Après les attentats du 11 septembre 2001 et sur recommandation de l’Union européenne, le club de Berne a créé un groupe anti-terroriste (GAT) qui réunit les responsables de la lutte anti-terroriste. En outre, au lendemain des attentats de Madrid de mars 2004, une cellule d’analyse de la menace terroriste a été créée au sein du Centre de situation (Sitcen) placé sous l’autorité du secrétaire général du Conseil, haut représentant pour la politique étrangère et de sécurité commune (PESC). Le Sitcen, auquel la France contribue de manière active, produit une évaluation de la menace, fondée sur les sources que lui fournissent les services de renseignement, les militaires, les diplomates et les services de police.

Par ailleurs, à la suite des attentats de Madrid, le Conseil européen a décidé d’instituer un coordinateur européen de la lutte contre le terrorisme.

Rôle et missions du SGDN

Le Secrétariat général de la défense nationale est un service du Premier ministre qui travaille en liaison étroite avec la présidence de la République. Il assiste le chef du Gouvernement dans l’exercice de ses responsabilités en matière de défense et de sécurité nationales. Avec le Secrétariat général du Gouvernement (SGG) et le Secrétariat général des affaires européennes (SGAE), il contribue, sous l’autorité du Premier ministre, à l’animation et à la coordination interministérielles de l’action du Gouvernement.

Le SGDN assure les missions suivantes :

- le secrétariat des conseils et des comités de défense ;

- le secrétariat du Comité interministériel du renseignement (CIR) ;

- la préparation de l’Etat aux crises et aux risques majeurs ; à ce titre, le SGDN est chargé de l’élaboration de la planification de sécurité nationale et de veiller à la cohérence de la politique d’entraînement et de conduite des exercices dans ce domaine. Il veille en outre à la mise à disposition du Gouvernement de moyens de télécommunications sécurisés, notamment pour la gestion des crises.

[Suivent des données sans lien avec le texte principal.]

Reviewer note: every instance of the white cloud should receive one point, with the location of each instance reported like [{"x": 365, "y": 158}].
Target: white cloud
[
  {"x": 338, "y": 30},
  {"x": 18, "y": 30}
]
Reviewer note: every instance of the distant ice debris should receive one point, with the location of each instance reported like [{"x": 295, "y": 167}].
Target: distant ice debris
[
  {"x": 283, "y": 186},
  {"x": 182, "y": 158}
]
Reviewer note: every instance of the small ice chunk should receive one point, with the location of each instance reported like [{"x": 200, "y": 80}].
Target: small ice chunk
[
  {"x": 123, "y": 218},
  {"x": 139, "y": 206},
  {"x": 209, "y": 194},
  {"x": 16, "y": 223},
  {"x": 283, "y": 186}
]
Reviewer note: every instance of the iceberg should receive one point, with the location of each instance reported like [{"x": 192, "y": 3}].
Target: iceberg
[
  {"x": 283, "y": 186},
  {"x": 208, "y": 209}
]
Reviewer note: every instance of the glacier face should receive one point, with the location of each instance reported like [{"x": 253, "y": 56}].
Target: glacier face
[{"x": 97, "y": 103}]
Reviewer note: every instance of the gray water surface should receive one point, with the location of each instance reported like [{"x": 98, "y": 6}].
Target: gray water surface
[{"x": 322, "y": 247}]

Il assure en outre le secrétariat du Comité interministériel aux crises nucléaires ou radiologiques (CICNR) ;

- le suivi de l’évolution des crises et des conflits internationaux pouvant affecter les intérêts de la France en matière de sécurité ;

- au titre de ces deux dernières missions, une fonction de veille permanente effectivement exercée 24 heures sur 24, d’alerte et de synthèse au profit des hautes autorités nationales ;

- le renforcement de la sécurité des réseaux et des systèmes d’information de l’Etat et des services publics ;

- le contrôle des transferts d’armement et des technologies sensibles exercé à travers la Commission interministérielle pour l’étude des exportations de matériel de guerre (CIEEMG), dont il assure le secrétariat et la présidence ;

- la coordination des actions d’intelligence économique ;

- la protection du patrimoine économique, scientifique et technique ;

- une mission de protection du secret de défense, en tant qu’Autorité nationale de sécurité ;

- le soutien aux études et enseignements de défense (l’Institut des hautes études de défense nationale (IHEDN) lui est rattaché).

Ainsi, depuis les attentats du 11 septembre 2001 aux Etats-Unis, et par-delà la permanence de ses missions fondamentales, le SGDN a connu un élargissement sensible de son champ d’action. Il se situe aujourd’hui au point de convergence de l’ensemble des dossiers intéressant la sécurité intérieure et extérieure de notre pays. Il occupe à ce titre une position privilégiée pour exercer la mission de coordination du renseignement qui lui est dévolue.